CHILDREN'S NATIONAL RESEARCH INSTITUTE ACADEMIC ANNUAL REPORT 2022
Understanding genetics through the Pediatric Mendelian Genomics Research Center
Mendelian conditions, in which variation of a single gene drives the onset of a disorder, are a major disease burden, causing suffering and taxing the healthcare system.
They also happen to disproportionately affect the pediatric population.
Some are well known, such as Duchenne Muscular Dystrophy, Cystic Fibrosis and Sickle Cell Anemia, but many remain poorly characterized and not understood.
While technological advances have provided some answers and new treatments for many families with these rare diseases, many cases remain undiagnosed. To accelerate the pace of Mendelian disease gene discovery and clinical implementation, we have set up a Pediatric Mendelian Genomics Research Center, in a partnership with Invitae — a leading medical genetics company with expertise in providing comprehensive and affordable genetic testing.
Our center is funded by the National Human Genome Research Institute ($12.8M over 5 years) and is part of the GREGoR (Genomic Research to Elucidate the Genetics of Rare diseases) consortium. Other consortium sites include the Broad Institute at MIT and Harvard, Baylor College of Medicine, the University of Washington and Stanford University. We will identify novel causes of rare inherited diseases, investigate the mechanisms of undiagnosed conditions, enhance data sharing and generally interrogate Mendelian phenotypes, which are conditions that run in families.
There is also a need to establish a new standard of care to bridge the gap in the use of genomic information from diagnosis to improved outcomes. Our center and the consortium will establish best practices for obtaining a genetic diagnosis, explaining the condition to affected patients and likely providing additional explanations for basic biological mechanisms, increasing the knowledge of physiopathology and possibly leading to better condition management.
The Pediatric Mendelian Genomics Research Center will enroll an average of 2,600 participants per year with suspected Mendelian phenotypes and previously non-diagnostic tests as well as their family members. Integrating multiple genomic technologies, including short and long-read genome sequencing, optical genome mapping and RNA-sequencing will enable these discoveries.
Our approach is built around “3 Ds”:
Discover: Identify novel causes of Mendelian conditions: Our center will enroll patients with likely Mendelian diseases and previously non-diagnostic tests, then systematically re-analyze whole genomes augmented with long-read sequencing, optical mapping and RNA-seq.
Disambiguate: Reclassify uncertain variants and investigate the mechanisms of undiagnosed Mendelian conditions: Uncertain variants and candidate genes will be further investigated using whole transcriptome analysis, RNA-seq and functional modeling.
Disseminate: Communicate research results to enable translational research on new and rare Mendelian conditions: Our center is committed to data sharing and dissemination and will ensure that data is shared with the entire scientific and medical community. Through our industry partnership, clinically valid pipelines will be rapidly scaled for clinical implementation globally.
Since many Mendelian conditions first appear prenatally or during infancy, we will have a unique bed-to-bench-to-bed symbiosis. Patients eligible for the study will come from across the country. From there, we will enroll patients and integrate the initial clinical test results with broad-based genomic interrogation, leading to new diagnoses and novel discoveries. Finally, the results will be verified and returned to clinicians, which will help inform targeted therapies.

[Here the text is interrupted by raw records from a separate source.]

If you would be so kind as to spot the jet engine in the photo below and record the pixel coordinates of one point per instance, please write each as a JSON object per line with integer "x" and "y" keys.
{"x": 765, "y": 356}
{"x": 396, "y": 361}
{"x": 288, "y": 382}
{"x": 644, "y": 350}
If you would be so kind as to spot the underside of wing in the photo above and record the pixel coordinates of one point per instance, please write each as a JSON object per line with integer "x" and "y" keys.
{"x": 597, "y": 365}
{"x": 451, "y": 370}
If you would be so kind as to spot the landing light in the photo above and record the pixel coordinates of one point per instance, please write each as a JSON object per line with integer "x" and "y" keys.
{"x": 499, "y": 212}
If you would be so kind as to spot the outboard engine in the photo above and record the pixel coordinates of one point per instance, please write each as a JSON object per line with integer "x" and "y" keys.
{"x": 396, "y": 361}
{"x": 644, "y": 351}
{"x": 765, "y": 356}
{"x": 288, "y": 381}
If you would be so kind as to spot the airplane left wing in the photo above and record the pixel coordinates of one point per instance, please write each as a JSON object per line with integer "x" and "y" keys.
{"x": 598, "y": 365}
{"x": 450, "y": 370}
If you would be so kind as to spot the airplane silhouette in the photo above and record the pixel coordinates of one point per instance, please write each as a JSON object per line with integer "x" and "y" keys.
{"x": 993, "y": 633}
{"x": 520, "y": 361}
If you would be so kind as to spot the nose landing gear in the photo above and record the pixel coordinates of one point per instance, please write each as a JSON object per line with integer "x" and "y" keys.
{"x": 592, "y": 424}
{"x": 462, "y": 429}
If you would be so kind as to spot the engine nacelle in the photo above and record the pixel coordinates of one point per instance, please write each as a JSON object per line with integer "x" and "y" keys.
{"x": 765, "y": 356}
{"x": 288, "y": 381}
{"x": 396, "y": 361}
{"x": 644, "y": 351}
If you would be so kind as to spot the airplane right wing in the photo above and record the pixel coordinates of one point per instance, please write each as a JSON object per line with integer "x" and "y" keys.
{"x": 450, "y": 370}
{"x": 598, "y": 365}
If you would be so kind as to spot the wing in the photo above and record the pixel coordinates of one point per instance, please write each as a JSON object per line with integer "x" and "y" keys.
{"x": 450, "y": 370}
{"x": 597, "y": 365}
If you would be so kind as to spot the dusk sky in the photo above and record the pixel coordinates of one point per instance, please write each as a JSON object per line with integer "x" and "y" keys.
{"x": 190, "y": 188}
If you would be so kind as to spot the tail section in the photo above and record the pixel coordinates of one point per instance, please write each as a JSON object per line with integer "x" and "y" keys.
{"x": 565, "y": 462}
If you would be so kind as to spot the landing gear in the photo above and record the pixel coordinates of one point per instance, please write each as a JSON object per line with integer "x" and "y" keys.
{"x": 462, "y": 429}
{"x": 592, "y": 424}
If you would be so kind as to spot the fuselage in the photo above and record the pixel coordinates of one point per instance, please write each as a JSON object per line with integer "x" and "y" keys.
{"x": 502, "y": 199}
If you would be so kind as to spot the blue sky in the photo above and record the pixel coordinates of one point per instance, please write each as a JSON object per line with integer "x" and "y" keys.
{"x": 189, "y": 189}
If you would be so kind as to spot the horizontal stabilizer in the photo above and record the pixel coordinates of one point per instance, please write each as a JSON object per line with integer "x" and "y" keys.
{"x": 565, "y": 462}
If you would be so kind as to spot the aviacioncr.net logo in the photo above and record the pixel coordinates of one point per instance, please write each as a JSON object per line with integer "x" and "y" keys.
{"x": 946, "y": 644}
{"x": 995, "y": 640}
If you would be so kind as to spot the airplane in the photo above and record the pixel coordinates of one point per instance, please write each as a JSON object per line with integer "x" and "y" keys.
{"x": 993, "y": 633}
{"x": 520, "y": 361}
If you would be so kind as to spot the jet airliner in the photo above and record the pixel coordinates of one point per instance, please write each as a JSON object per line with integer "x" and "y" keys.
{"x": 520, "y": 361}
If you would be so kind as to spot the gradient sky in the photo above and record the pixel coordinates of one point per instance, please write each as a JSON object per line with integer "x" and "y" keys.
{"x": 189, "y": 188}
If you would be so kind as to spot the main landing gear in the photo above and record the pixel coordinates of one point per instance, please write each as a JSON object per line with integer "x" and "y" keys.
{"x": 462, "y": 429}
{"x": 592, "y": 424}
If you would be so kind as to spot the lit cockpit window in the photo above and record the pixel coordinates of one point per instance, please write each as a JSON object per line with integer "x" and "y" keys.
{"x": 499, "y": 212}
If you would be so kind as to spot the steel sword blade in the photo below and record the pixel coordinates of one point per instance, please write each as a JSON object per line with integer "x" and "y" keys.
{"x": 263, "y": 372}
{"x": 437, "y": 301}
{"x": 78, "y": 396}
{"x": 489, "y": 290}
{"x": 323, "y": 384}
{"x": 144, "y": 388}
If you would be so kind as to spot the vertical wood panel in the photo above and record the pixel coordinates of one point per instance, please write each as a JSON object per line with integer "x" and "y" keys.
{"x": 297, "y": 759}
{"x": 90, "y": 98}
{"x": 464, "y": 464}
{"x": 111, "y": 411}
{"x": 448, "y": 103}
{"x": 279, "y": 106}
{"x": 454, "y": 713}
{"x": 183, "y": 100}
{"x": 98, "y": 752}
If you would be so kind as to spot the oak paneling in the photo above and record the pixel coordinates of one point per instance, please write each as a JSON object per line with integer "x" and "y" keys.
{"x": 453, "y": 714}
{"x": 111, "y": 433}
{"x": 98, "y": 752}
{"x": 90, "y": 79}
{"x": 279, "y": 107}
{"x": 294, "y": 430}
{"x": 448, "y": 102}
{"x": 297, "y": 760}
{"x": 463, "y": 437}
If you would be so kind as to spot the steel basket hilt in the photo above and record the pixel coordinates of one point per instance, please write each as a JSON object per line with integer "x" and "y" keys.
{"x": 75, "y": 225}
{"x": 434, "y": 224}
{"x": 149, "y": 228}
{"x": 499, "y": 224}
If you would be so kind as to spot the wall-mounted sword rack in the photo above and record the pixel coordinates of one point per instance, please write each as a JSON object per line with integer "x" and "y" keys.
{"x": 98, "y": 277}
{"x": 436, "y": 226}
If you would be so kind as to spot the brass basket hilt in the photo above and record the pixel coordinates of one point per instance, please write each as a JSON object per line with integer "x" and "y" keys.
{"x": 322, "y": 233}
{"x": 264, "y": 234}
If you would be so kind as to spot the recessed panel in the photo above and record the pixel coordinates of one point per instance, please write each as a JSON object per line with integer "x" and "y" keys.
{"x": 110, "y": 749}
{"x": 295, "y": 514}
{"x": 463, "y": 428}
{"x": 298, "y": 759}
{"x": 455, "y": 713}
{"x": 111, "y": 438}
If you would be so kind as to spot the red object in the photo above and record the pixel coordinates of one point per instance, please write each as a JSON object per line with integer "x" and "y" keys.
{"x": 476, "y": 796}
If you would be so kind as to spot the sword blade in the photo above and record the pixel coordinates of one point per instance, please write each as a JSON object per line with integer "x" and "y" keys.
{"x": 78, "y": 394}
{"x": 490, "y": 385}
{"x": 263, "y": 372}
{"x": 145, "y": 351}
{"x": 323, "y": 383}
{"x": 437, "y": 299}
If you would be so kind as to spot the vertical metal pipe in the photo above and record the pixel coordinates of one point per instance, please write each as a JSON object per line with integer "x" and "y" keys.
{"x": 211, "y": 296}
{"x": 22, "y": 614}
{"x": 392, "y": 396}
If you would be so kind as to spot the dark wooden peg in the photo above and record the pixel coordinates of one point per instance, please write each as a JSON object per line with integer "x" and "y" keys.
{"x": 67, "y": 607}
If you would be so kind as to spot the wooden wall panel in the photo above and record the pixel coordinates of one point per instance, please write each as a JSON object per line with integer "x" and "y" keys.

Typically, the patients eligible for this study jump from specialist to specialist without an answer, have a condition that appears in other family members or they have symptoms involving more than one affected organ, which suggests a complex developmental condition. Our center will help find answers to the causes of many puzzling pediatric conditions, providing faster clinical diagnoses and opening pathways to potentially better treatments.